Lecturer on Psychology, Columbia College
Centurion, 1899–1940
Born 28 November 1862 in Haverhill, Massachusetts
Died 23 January 1940 in Florence, Italy
Buried Sleepy Hollow Cemetery, Sleepy Hollow, New York
Proposed by George L. Peabody and Nicholas Murray Butler
Elected 7 October 1899 at age thirty-six
Archivist’s Note: Brother-in-law of John D. Rockefeller Jr.
Century Memorial
Probably very few present members of the Century knew Charles A. Strong, who died in January of 1940; for although he has appeared in the Club Book as a resident member since 1899, he lived abroad almost continuously after 1911. But a few, especially older members of the Columbia faculty, who have been interested in philosophy and psychology, remember well his handsome head and clean-chiseled features, his gentle manners and the eager tenacity with which his mind clung to the topic of discourse if it happened to be one that interested him.
Born in Haverford [sic: Haverhill], Massachusetts, in 1862, educated, at the Rochester Theological Seminary, at Harvard, and in Germany, he turned away from the ministry for which his father had at first intended him, and devoted himself thereafter to philosophy and psychology, teaching in various ranks from that of instructor to that of professor successively at Cornell, Clark University, the University of Chicago, and finally Columbia. The philosophical problem which absorbed him and which he pursued with an unflagging intensity of interest was that of the origin of mind in the universe. In several original books he strove for an explanation consistent with the principles of natural science.

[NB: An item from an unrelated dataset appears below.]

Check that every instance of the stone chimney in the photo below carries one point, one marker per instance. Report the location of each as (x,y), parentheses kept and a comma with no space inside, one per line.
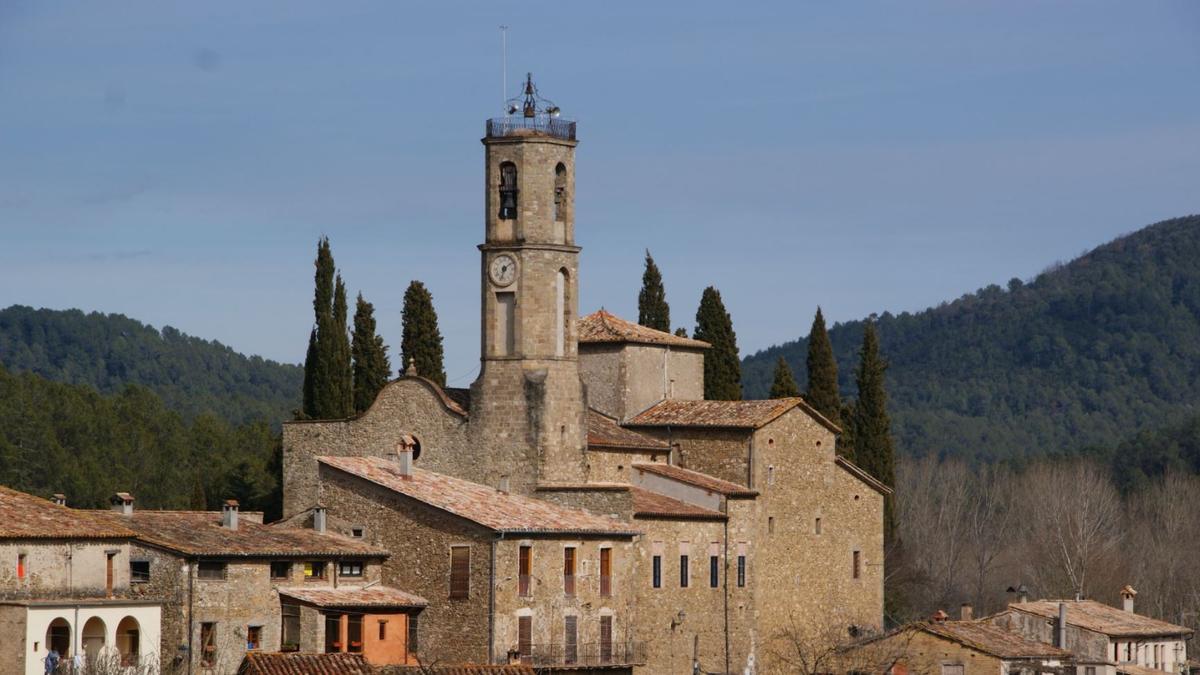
(1127,596)
(123,503)
(229,514)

His writing was marked by an exceptional delicacy and a discrimination of ideas and terms, and by the simplicity and clarity of his style. As he grew older, these qualities of his writing seemed more and more to characterize the manner and personality of the man. His wife’s ill-health was perhaps initially a reason why he gave up teaching and began to spend most of his time in the south of France and Italy. Later, his own condition was such that it was not easy for him to move around, and so it came about that he spent his last years in the Villa le Balze at Fiesole, and ceased to appear at the Century.
Those of his friends who could visit him in Italy will cherish their last memories of him as they saw him there—a strikingly handsome old invalid seated on the lovely terrace of the Tuscan villa, welcoming, friendly and ready for talk; but ready, too, to return to the companionship of his books and his solitary philosophical quest.